The same four ways are available with random effects.

  1. Using weights argument (one, two):

    glmer(p ~ a+b+c + (1|subject), myData, family="binomial", weights=n)
    

    According to the second link above, it might be a good idea to model overdispersion, see there (and also #4 below).

  2. Using beta mixed model:

    glmmadmb(p ~ a+b+c + (1|subject), myData, family="beta")
    

    or

    glmmTMB(p ~ a+b+c + (1|subject), myData, 
            family=list(family="beta",link="logit"))
    

    If there are exact zeros or ones in the response data, then one can use zero/one-inflated beta model in glmmTMB.

  3. Using logit transform of the response:

    lmer(log(p/(1-p)) ~ a+b+c + (1|subject), myData)
    
  4. Accounting for overdispersion in the binomial model. This uses a different trick: adding a random effect for each data point:

    myData$rowid = as.factor(1:nrow(myData))
    glmer(p ~ a+b+c + (1|subject) + (1|rowid), myData, family="binomial",
          glmerControl(optimizer="bobyqa"))
    

    For some reason this does not work properly as glmer() complains about non-integer p and yields nonsense estimates. A solution that I came up with is to use fake constant weights=k and make sure that p*k is always integer. This requires rounding p but by selecting k that is large enough it should not matter much.

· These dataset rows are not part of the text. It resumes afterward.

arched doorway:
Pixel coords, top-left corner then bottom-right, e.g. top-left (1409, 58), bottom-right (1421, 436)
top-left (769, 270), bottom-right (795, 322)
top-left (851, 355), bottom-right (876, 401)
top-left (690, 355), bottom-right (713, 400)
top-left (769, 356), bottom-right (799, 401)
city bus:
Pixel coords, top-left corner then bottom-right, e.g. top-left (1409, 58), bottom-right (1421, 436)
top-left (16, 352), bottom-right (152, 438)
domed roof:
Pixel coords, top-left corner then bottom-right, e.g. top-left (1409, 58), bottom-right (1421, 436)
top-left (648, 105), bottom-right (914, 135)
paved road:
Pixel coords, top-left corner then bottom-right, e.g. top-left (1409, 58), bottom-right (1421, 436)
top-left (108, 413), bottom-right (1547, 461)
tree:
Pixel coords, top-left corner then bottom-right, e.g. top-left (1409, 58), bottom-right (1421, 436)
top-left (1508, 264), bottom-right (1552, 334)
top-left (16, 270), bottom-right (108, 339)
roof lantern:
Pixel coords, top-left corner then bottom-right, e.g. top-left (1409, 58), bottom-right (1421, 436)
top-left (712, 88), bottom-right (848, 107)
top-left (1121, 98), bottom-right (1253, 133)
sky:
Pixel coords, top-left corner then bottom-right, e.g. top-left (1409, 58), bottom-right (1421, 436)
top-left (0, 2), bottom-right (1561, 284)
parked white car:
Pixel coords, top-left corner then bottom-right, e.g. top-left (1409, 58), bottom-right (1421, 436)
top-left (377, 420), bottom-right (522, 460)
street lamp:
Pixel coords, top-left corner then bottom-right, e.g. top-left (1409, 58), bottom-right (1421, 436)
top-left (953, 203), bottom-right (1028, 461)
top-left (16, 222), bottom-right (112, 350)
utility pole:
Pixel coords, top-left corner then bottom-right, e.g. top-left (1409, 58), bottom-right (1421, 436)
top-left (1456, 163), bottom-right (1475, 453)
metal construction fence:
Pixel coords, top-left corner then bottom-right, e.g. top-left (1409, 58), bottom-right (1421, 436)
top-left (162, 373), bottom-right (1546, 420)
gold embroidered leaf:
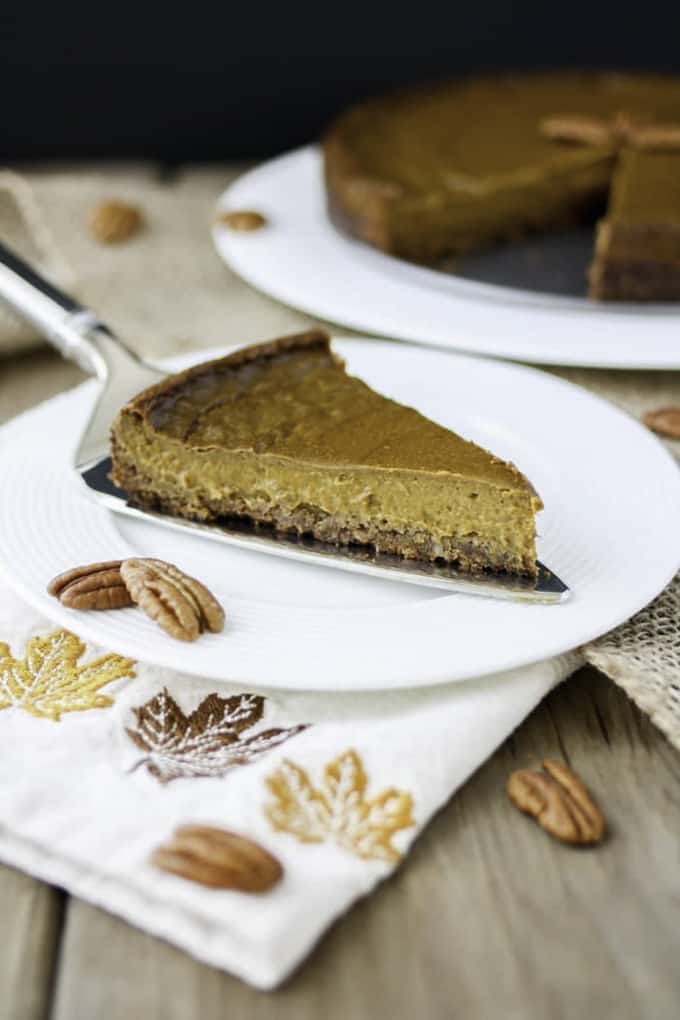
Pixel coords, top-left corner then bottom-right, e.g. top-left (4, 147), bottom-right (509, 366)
top-left (265, 751), bottom-right (415, 861)
top-left (127, 687), bottom-right (307, 782)
top-left (0, 630), bottom-right (135, 721)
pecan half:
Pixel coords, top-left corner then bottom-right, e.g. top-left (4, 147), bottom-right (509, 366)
top-left (507, 758), bottom-right (606, 844)
top-left (120, 559), bottom-right (224, 641)
top-left (88, 199), bottom-right (143, 245)
top-left (217, 209), bottom-right (267, 234)
top-left (642, 407), bottom-right (680, 440)
top-left (151, 825), bottom-right (283, 893)
top-left (47, 560), bottom-right (133, 609)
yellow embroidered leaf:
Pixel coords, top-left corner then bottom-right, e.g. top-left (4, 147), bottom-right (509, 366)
top-left (265, 759), bottom-right (330, 843)
top-left (0, 630), bottom-right (135, 720)
top-left (265, 751), bottom-right (415, 861)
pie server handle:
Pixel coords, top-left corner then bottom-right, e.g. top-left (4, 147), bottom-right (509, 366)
top-left (0, 238), bottom-right (118, 378)
top-left (0, 238), bottom-right (164, 466)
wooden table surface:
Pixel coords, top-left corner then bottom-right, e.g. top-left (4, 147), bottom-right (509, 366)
top-left (0, 163), bottom-right (680, 1020)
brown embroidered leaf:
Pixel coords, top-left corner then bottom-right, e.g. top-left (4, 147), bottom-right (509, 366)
top-left (127, 687), bottom-right (307, 782)
top-left (265, 751), bottom-right (415, 861)
top-left (0, 630), bottom-right (135, 721)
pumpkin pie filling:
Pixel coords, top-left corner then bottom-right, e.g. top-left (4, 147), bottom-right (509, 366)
top-left (323, 71), bottom-right (680, 300)
top-left (111, 332), bottom-right (541, 576)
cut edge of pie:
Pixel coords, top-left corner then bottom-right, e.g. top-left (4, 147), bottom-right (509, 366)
top-left (111, 330), bottom-right (542, 577)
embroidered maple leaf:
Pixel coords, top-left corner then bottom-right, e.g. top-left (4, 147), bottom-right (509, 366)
top-left (127, 687), bottom-right (307, 782)
top-left (0, 630), bottom-right (135, 721)
top-left (265, 751), bottom-right (415, 861)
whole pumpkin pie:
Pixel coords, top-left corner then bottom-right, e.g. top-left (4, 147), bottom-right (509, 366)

The results do not seem to depend on the value of k.

    k = 100
    glmer(round(p*k)/k ~ a+b+c + (1|subject) + (1|rowid), myData, 
          family="binomial", weights=rowid*0+k, glmerControl(optimizer="bobyqa"))
    

    Later update (Jan 2018): This might be an invalid approach. See discussion here. I have to investigate this more.


In my specific case option #1 is not available.

Option #2 is very slow and has issues with converging: glmmadmb takes five-ten minutes to run (and still complains that it did not converge!), whereas lmer works in a split-second and glmer takes a couple of seconds. Update: I tried glmmTMB as suggested in the comments by @BenBolker and it works almost as fast as glmer, without any convergence issues. So this is what I will be using.

Options #3 and #4 yield very similar estimates and very similar Wald confidence intervals (obtained with confint). I am not a big fan of #3 though because it is kind of cheating. And #4 feels somewhat hacky.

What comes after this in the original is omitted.